13-08-2015, 12:53
überarbeitet: 29.08.
Der Sonnenuntergang kroch rot über die Stoffbahnen des Zeltes und die Luft kühlte allmählich ab, als Xephos’ Trupp zurückkehrte. Stimmen und Gelächter drangen vom großen Übungsplatz herauf, eine kleine Veränderung nur in den täglichen Hintergrundgeräuschen, die Makku jedoch aufmerken ließ. Schnaufend stellten er und Ilnor den letzten Zuber ab, in dem die Organe des Kadavers in einem Konservierungsbad schwammen.
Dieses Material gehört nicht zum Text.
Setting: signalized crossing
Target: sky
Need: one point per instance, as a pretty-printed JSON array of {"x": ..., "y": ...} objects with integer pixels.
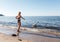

Das Rumpeln ließ den Waldelben aufschrecken, der offenbar im Sitzen eingeschlafen war. Wie im Reflex zuckte die rechte Hand in Richtung seiner Begleiterin, doch bevor seine Finger sie berührten, hielt er inne. Den ganzen Tag über hatte er sie nicht ein Mal angefasst, weder ihre Hand gehalten noch ihr Gesicht gewaschen, obwohl Makku ihm einen Eimer Wasser hingestellt hatte, nachdem er den Verband gewechselt hatte.
»Das Herzlicht ist flüchtig im schwarzen Schlaf«, hatte der Wilde gesagt und es wohl für eine Erklärung gehalten.
Makku war es reichlich egal, solange die Hautschichten gut zusammenwuchsen. Noch war die Waldelbe nicht zu Bewusstsein gekommen, aber ihre Brust hob und senkte sich inzwischen wieder unter starken Atemzügen.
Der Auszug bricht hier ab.